The Metro Vancouver grant triggered funding from the Regional Adaptation Collaboratives (RAC), a federal-provcincial program that has supported coordinated action towards regional climate change adaptation decision-making by local government.

The District of North Vancouver’s innovative approach to development of the Hastings Creek Watershed Blueprint has produced a provincially significant precedent. The Hastings Blueprint showcases a demonstration application of the Water Balance Model Express.

To download a copy of the “Story of Hastings Creek”, click on A Watershed Blueprint for Hastings Creek: Creating the Future in the District of North Vancouver.

 Metro-Vancouver_regulatory-requirements

Water Balance Restoration Strategy for Hastings Creek Watershed

“For years, the cumulative impacts of a changing landscape on Hastings Creek have been apparent. We are seeing channel erosion, bank instability and loss of aquatic habitat. These impacts have financial consequences for the District,” states Richard Boase, the District’s Environmental Protection Officer and the co-champion for the Hastings Creek Watershed Blueprint.

“As our understanding of the science behind stream and watershed health has progressed, it has also become clear that redevelopment is an opportunity. We have the tools. We have the understanding. It is a matter of applying both to ‘get it right the second time’. Implement a design with nature approach. Install green infrastructure that restores the Water Balance.”

“The WBM Express represents a bold leap forward in the practice of urban drainage. At last local governments have a tool that integrates the SITE with the WATERSHED and the STREAM. The Express strips the challenge of setting and implementing targets to its essence,” states Ted van der Gulik, Chair of the inter-governmental Water Balance Model Partnership.

Prevent Erosion and Protect Stream Health

“Under natural conditions, flow in a stream reaches the stream through several pathways and over different time scales. The process starts with the ability of the landscape to absorb rainfall. It continues with movement of water through the ground. Replicating these conditions in an integrated manner holds the key to restoring the Water Balance over time,” explains Jim Dumont, Engineering Applications Authority for the Water Balance Model Partnership.

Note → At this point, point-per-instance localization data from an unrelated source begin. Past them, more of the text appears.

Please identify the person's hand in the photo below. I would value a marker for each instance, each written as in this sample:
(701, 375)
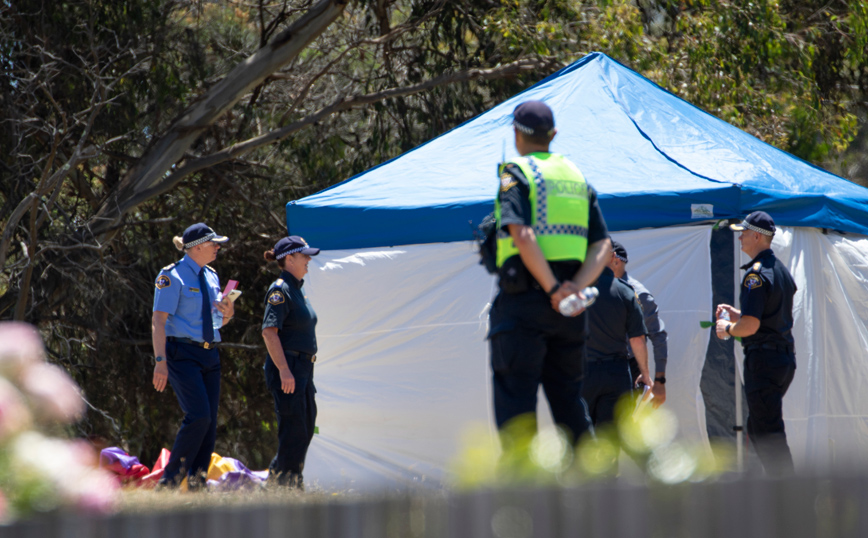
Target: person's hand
(734, 313)
(644, 380)
(659, 391)
(161, 375)
(567, 288)
(287, 381)
(720, 328)
(226, 307)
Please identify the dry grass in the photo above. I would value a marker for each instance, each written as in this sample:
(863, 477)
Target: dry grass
(136, 500)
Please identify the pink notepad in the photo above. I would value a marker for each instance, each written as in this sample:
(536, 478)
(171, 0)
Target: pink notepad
(231, 285)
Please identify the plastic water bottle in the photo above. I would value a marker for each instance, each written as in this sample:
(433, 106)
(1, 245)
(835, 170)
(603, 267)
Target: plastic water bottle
(570, 304)
(724, 314)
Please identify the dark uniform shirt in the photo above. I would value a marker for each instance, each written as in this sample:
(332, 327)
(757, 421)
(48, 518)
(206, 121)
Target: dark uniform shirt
(287, 308)
(767, 291)
(515, 209)
(616, 312)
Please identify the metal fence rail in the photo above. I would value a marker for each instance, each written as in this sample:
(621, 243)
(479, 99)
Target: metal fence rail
(798, 507)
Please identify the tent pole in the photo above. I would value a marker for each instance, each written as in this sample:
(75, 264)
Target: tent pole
(739, 427)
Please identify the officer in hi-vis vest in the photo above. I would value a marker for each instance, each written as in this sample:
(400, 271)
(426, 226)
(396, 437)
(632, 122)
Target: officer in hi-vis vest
(552, 242)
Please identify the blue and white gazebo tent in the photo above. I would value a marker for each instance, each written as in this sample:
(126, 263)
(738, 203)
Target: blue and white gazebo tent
(403, 369)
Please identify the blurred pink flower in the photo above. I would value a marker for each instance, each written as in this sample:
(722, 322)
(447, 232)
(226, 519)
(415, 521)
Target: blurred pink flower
(69, 467)
(54, 395)
(20, 346)
(95, 491)
(14, 414)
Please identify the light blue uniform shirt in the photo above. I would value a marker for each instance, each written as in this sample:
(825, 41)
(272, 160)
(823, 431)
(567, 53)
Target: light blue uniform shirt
(178, 295)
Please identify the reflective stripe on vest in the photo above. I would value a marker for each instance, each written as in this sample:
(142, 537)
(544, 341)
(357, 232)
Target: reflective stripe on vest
(560, 209)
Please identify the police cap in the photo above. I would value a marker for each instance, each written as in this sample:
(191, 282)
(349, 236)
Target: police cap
(291, 245)
(201, 233)
(534, 118)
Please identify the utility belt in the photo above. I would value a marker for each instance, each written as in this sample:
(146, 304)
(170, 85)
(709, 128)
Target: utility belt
(769, 346)
(299, 354)
(515, 278)
(607, 358)
(190, 341)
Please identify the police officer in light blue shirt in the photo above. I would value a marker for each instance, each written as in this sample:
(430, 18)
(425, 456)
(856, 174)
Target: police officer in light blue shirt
(188, 313)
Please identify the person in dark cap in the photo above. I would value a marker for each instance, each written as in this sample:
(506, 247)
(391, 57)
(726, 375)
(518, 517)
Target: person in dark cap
(656, 327)
(615, 323)
(552, 242)
(765, 324)
(189, 311)
(289, 331)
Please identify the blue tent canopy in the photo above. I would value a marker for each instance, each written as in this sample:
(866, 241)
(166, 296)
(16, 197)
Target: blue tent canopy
(655, 160)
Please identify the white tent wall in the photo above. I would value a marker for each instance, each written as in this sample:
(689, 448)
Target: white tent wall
(826, 407)
(403, 370)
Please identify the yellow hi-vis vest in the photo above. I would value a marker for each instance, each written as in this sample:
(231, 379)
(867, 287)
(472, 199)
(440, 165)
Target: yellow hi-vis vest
(560, 208)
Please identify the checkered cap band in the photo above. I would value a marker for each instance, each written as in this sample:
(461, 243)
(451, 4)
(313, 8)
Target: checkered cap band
(523, 128)
(201, 240)
(293, 251)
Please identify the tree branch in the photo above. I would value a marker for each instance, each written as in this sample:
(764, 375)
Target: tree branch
(172, 146)
(341, 104)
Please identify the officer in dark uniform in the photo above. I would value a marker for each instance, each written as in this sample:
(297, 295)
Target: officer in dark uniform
(615, 313)
(656, 328)
(288, 329)
(765, 324)
(188, 312)
(552, 242)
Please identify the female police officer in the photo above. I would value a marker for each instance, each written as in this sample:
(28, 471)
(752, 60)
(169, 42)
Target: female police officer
(185, 329)
(289, 333)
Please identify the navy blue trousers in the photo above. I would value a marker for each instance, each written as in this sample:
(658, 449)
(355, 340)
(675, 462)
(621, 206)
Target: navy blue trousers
(296, 417)
(605, 383)
(194, 374)
(531, 345)
(767, 376)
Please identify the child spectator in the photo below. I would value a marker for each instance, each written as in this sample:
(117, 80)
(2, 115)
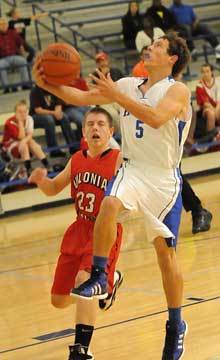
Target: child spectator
(208, 96)
(11, 48)
(146, 36)
(17, 137)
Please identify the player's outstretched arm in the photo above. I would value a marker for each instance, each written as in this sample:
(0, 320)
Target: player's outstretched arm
(51, 186)
(174, 103)
(68, 94)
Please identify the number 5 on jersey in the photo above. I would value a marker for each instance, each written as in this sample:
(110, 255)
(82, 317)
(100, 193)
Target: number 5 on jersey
(139, 129)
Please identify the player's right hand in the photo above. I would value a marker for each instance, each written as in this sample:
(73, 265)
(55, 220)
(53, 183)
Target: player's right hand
(37, 72)
(37, 175)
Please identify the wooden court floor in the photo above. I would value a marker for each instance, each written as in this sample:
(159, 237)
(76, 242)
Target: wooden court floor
(30, 328)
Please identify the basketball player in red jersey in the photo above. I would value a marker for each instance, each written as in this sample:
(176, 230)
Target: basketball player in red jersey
(88, 172)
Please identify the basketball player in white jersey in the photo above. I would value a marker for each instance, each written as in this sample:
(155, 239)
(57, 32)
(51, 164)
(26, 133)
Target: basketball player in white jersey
(155, 118)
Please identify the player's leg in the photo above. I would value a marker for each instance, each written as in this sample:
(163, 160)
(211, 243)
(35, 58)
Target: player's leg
(65, 277)
(85, 317)
(172, 279)
(115, 277)
(105, 232)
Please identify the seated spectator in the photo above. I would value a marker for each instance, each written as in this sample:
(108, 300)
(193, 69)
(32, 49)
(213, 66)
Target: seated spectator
(76, 113)
(103, 64)
(162, 17)
(187, 19)
(208, 96)
(11, 48)
(146, 36)
(46, 110)
(165, 20)
(139, 70)
(17, 137)
(19, 24)
(132, 22)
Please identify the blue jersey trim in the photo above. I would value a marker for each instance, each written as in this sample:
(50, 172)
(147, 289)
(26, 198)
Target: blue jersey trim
(181, 126)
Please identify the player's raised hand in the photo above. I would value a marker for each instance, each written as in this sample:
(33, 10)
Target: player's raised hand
(37, 175)
(105, 85)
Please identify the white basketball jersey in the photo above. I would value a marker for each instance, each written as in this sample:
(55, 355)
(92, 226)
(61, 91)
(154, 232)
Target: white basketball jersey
(160, 147)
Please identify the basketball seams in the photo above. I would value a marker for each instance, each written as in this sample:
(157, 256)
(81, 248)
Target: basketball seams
(61, 63)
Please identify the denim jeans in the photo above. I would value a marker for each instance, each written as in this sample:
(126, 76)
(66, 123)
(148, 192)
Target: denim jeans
(13, 62)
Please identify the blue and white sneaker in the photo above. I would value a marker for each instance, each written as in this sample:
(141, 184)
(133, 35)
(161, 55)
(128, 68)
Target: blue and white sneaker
(94, 287)
(173, 347)
(79, 352)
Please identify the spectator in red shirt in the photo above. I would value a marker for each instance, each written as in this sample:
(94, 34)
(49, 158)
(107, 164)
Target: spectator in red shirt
(17, 137)
(208, 96)
(11, 47)
(139, 70)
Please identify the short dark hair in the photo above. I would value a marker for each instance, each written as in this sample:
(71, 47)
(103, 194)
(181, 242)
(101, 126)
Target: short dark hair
(177, 46)
(99, 110)
(20, 103)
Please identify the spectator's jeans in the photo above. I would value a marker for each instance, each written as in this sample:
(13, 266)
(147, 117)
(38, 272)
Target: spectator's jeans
(48, 123)
(13, 62)
(76, 115)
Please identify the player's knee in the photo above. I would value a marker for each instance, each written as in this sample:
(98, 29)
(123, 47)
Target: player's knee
(110, 206)
(59, 301)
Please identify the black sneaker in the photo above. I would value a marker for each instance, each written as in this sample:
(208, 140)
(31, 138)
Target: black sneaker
(105, 304)
(201, 221)
(94, 287)
(174, 341)
(79, 352)
(57, 153)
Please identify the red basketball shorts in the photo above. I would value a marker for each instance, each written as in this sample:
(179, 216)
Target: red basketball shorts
(77, 253)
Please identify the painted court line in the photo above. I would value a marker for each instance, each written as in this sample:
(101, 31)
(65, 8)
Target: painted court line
(68, 332)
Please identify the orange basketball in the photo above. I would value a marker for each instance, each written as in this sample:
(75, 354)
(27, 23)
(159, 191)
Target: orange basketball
(61, 63)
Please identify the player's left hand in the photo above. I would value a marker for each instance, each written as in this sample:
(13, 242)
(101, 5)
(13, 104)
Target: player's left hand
(105, 85)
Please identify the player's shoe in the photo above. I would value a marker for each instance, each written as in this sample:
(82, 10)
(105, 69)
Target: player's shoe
(78, 352)
(173, 347)
(201, 221)
(105, 304)
(95, 287)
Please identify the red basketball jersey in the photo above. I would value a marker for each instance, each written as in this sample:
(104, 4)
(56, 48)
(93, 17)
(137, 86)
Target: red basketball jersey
(89, 180)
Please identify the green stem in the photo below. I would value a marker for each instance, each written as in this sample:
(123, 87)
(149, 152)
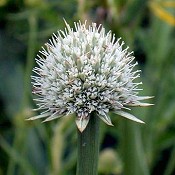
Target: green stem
(88, 148)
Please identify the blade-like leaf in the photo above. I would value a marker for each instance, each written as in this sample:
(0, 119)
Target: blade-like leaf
(128, 116)
(82, 122)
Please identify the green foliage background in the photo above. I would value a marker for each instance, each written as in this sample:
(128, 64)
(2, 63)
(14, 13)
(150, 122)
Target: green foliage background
(128, 148)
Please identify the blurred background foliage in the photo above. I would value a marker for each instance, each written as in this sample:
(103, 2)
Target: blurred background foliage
(33, 148)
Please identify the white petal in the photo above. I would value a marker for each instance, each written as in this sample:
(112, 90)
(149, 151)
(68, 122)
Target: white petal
(144, 97)
(128, 116)
(52, 118)
(140, 104)
(106, 119)
(82, 122)
(39, 116)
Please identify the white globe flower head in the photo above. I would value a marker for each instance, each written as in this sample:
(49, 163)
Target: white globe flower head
(85, 71)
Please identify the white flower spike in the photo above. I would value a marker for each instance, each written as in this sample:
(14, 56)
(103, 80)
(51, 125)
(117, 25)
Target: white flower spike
(85, 71)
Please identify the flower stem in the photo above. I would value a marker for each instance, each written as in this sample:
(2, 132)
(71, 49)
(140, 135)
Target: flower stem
(88, 148)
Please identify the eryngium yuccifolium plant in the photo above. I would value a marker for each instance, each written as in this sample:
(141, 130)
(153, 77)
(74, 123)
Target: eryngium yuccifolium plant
(83, 71)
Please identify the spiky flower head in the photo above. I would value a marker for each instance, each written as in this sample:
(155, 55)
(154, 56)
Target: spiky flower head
(83, 71)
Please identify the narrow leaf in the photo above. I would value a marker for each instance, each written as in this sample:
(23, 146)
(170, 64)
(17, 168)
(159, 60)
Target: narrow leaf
(82, 122)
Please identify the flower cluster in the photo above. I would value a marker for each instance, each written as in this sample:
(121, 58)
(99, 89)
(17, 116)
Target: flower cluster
(85, 71)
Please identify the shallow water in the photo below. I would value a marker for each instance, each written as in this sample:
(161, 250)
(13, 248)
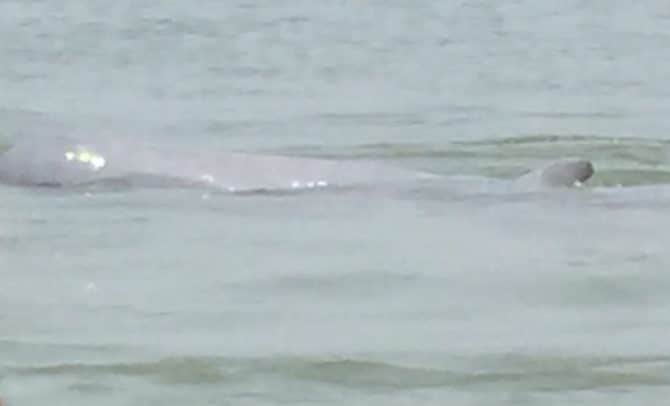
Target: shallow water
(427, 296)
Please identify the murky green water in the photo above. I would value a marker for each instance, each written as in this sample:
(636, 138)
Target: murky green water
(133, 297)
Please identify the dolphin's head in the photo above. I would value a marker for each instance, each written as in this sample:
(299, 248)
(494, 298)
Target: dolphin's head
(567, 172)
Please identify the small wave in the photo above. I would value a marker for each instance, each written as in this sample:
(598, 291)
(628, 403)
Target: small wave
(539, 373)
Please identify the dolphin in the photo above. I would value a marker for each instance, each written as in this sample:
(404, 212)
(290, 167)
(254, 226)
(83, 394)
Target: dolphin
(70, 161)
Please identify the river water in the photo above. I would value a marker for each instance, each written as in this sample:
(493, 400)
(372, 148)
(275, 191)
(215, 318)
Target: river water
(135, 297)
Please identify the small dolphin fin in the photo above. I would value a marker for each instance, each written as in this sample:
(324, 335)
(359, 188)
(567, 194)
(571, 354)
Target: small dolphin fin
(565, 172)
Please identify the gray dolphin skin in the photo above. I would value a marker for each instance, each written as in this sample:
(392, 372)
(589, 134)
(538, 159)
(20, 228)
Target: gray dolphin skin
(71, 162)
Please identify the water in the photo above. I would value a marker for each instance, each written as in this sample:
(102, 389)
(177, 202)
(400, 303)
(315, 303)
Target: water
(427, 297)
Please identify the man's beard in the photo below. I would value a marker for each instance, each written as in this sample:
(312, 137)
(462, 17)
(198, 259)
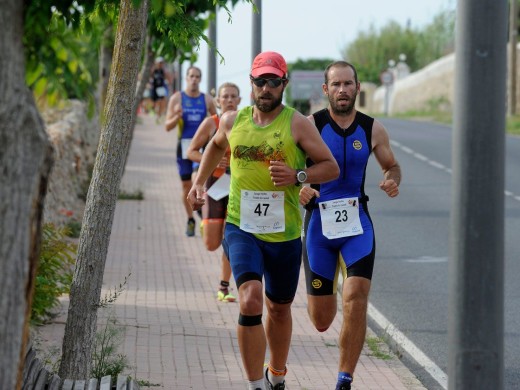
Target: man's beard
(342, 110)
(268, 107)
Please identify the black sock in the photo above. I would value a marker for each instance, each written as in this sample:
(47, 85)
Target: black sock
(224, 285)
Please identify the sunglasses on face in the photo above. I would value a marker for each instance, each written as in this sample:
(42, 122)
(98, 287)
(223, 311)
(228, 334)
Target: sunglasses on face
(272, 83)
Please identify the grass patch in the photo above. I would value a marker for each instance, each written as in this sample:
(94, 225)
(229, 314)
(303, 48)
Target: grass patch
(73, 228)
(134, 195)
(512, 122)
(375, 344)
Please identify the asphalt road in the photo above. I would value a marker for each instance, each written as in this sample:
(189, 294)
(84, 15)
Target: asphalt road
(411, 283)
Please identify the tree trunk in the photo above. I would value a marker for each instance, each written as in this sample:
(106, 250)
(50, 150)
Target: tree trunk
(25, 162)
(114, 142)
(105, 60)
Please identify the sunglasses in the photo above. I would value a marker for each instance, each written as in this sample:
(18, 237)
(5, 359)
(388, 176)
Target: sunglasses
(272, 83)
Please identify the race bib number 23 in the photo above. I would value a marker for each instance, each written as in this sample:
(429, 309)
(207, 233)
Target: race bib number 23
(340, 218)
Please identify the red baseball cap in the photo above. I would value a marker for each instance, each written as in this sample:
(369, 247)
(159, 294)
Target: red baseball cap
(269, 62)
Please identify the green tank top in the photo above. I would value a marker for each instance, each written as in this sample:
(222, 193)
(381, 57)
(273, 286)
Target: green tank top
(252, 147)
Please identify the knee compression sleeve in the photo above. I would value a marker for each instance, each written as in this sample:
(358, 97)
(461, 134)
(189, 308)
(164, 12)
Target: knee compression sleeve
(249, 320)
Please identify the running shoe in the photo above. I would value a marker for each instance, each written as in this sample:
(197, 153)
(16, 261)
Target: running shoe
(279, 386)
(190, 228)
(225, 296)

“In engineering terms, the design objective is to manage stream energy to reduce or limit stream erosion, while at the same protecting water quality. Erosion is caused by the combination of volume and flow duration. The cause-and-effect relationship boils down to this equation: less volume equals less erosion. However, too little flow means no fish.”

WBM Express is Aligned with Other Regulatory Tools

“The recently adopted Official Community Plan provided the impetus to start a conversation about a vision to restore the rainfall absorptive capacity of the single family residential landscape. This vision is the essence of a Water Balance Restoration Strategy,” states Richard Boase.

“Also, there is now a provincial regulatory requirement that connects lands use and stream health. How the District implements the WBM Express to achieve performance targets for rainfall capture in single family areas needs to be a joint effort of engineering and planning. We are now poised to have the internal conversation about how to do this.”

“The District’s Development Servicing Bylaw provides a relevant frame of reference for implementing the WBM Express,” continues Steve Ono, the District’s Deputy General Manager (Engineering Services). The bylaw references use of the Water Balance Model. The bylaw also contains language that clearly identifies that flood risk and erosion be maintained at rates that approximate the natural forested watershed.”

“It is implicit in the bylaw language that the Water Balance of developed conditions should also meet that of the natural forested watershed. This means that both infiltration to ground and flows in the stream should be maintained, or restored. The proposed targets would do this.”